Most urban development to the south of Port Stephens has occurred on the Tomaree peninsula in the suburbs of Corlette, Nelson Bay, Salamander Bay, Shoal Bay and Soldiers Point.

On the western shore is the suburb of Swan Bay, a small community of around 100 persons. The main industry in the area is oyster farming, however a small tourist resort is near the mouth of Twelve Mile Creek. Karuah township, which has a population of 857, is at the north-western corner of the port, at the mouth of the Karuah River.

East of the Karuah River, in the Mid-Coast Council local government area there are 3,584 people living in Bundabah, Carrington, Hawks Nest, North Arm Cove, Pindimar, Tahlee and Tea Gardens.

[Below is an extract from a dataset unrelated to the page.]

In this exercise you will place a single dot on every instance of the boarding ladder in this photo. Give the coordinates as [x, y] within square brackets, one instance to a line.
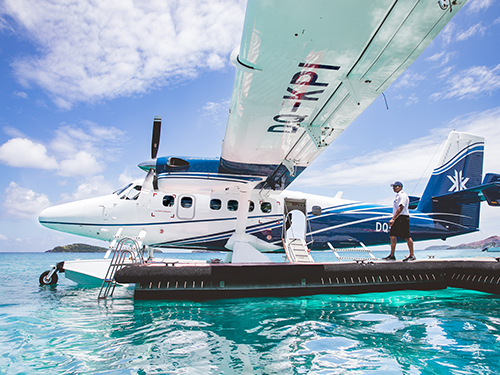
[125, 251]
[363, 249]
[297, 251]
[294, 231]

==Tourism and recreation==
Port Stephens is a popular tourism destination with a strong focus on aquatic activities such as whale and dolphin watching, fishing and recreational boating and swimming.

==Notes==

1. Although 900 m of Anna Bay's shoreline actually touches Port Stephens near Taylor's Beach, none of its residents live in this area. The vast majority of Anna Bay residents live close to the Tasman Sea shoreline, well away from Port Stephens, although there is a small community living near the border between Anna Bay and Taylor's Beach.